Introduction: The Patient-Centered Medical Home (PCMH) model aims to transform primary care by delivering high-quality, safe, comprehensive, patient-centered, and accessible care. Few evaluations of PCMH curricula for internal medicine residency programs have been published. The objective of this study was to develop and implement a PCMH curriculum, a new PCMH rotation, and to redesign the resident ambulatory care clinic and private primary care practices of the residency program. Effects were evaluated by examining: 1) residents’ attitudes towards primary care and PCMH, 2) residents’ skills in communicating and managing care and 3) patients’ assessments of practice accessibility.
Methods: From 2010-2015, we implemented a multi-modal program combining practice redesign, a lecture series, a one-month PCMH rotation, clinical activities, a quality improvement project, and self-reflection at an academic community hospital, a Federally Qualified Health Center (FQHC) and faculty practice offices to internal medic ne residents. Evaluations were conducted through resident self-assessment, patient assessment of practice accessibility, and objective structured clinical examinations.
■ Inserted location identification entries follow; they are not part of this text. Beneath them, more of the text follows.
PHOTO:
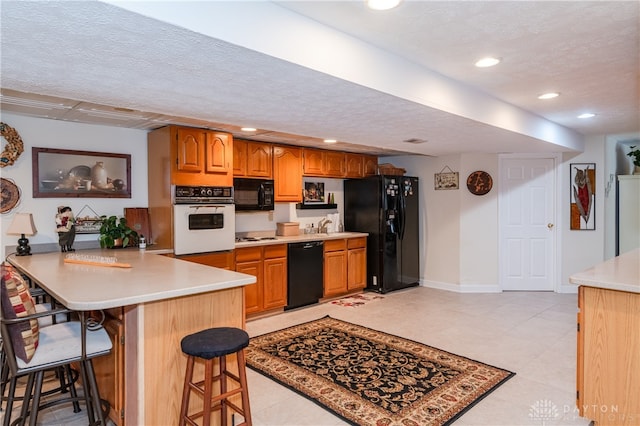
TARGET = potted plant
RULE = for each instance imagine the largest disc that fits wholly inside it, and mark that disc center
(635, 154)
(114, 232)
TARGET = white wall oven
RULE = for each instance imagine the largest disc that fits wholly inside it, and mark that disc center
(203, 219)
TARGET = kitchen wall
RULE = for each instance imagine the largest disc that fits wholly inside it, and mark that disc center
(37, 132)
(459, 231)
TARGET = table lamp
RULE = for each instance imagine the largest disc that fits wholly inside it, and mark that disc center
(22, 225)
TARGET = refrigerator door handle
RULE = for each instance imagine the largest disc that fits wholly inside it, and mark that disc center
(401, 216)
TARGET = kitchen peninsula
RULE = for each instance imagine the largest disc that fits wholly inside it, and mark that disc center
(608, 370)
(160, 300)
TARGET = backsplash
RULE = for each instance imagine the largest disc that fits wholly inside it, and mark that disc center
(287, 212)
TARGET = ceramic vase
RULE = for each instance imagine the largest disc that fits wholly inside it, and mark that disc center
(99, 175)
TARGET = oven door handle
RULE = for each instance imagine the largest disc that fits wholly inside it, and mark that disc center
(202, 206)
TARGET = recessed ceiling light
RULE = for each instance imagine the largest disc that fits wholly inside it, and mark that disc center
(587, 115)
(487, 62)
(549, 95)
(382, 4)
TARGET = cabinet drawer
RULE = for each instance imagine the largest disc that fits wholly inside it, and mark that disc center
(359, 242)
(335, 245)
(248, 254)
(274, 251)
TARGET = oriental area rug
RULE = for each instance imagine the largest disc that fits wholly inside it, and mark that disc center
(368, 377)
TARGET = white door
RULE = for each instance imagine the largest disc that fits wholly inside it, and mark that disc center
(527, 229)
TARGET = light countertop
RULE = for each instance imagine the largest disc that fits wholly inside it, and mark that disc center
(152, 277)
(620, 273)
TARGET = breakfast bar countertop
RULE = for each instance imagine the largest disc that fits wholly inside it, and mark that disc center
(619, 273)
(151, 277)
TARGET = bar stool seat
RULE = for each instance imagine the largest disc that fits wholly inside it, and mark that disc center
(210, 345)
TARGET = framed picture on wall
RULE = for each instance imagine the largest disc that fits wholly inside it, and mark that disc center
(86, 174)
(583, 197)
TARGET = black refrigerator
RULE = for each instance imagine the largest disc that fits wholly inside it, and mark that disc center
(387, 208)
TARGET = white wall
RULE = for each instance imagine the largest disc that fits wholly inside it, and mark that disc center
(458, 230)
(43, 133)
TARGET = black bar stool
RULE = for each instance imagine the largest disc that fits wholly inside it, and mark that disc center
(209, 345)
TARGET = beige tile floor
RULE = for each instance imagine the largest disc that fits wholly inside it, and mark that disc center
(531, 334)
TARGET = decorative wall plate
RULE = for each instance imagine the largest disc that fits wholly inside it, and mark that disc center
(479, 182)
(10, 195)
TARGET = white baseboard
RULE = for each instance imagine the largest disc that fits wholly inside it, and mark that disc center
(464, 288)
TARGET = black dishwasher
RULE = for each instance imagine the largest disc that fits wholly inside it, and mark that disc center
(305, 273)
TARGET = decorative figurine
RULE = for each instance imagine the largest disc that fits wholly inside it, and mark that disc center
(66, 228)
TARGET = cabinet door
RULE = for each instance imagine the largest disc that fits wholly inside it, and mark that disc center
(275, 283)
(334, 164)
(109, 371)
(335, 273)
(190, 150)
(252, 293)
(370, 165)
(355, 165)
(287, 174)
(357, 269)
(313, 162)
(239, 157)
(259, 160)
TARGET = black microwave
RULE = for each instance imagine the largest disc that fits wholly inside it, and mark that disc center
(253, 194)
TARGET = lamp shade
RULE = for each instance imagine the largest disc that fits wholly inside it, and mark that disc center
(22, 224)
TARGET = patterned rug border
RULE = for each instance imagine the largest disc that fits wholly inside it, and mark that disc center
(448, 422)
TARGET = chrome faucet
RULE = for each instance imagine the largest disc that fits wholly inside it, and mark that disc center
(322, 225)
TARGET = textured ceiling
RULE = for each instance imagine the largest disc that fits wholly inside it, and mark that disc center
(303, 71)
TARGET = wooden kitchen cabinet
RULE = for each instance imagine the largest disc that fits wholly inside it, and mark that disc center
(335, 267)
(313, 164)
(318, 162)
(109, 369)
(354, 165)
(356, 263)
(370, 165)
(252, 159)
(195, 156)
(269, 265)
(287, 173)
(608, 360)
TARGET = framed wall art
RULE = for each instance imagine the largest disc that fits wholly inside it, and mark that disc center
(313, 192)
(88, 174)
(583, 209)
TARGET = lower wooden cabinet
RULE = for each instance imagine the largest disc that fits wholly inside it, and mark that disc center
(269, 265)
(608, 359)
(356, 263)
(345, 266)
(335, 267)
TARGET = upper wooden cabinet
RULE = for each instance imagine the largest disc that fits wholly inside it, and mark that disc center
(287, 173)
(370, 165)
(196, 156)
(318, 162)
(252, 159)
(355, 165)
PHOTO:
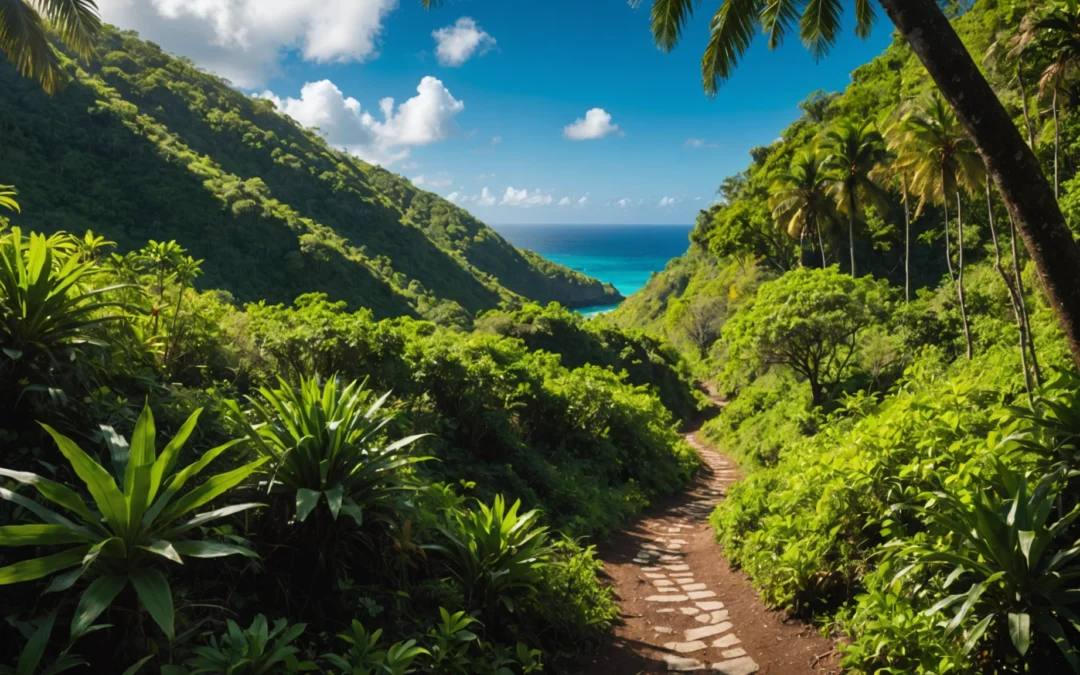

Results: Twelve residents [41% (12/29)] completed all components of the curriculum. After the rotation, residents thought their PCMH skills improved in 13 components of PCMH (all domains: p<0.02). Residents’ attitudes towards primary care and PCMH did not improve from 2010 to 2012 [response rate: 38% (11/29) and 44% (13/29), respectively]. Patient ratings improved, mostly in practice accessibility (p<0.001) and test notification (p=0.01).
Conclusion: By engaging in the PCMH curriculum and practice redesign, residents showed improvement in PCMH skills across all domains, and patients demonstrated increased satisfaction with the practice. This curriculum in PCMH can be utilized as a useful model for other internal medicine programs.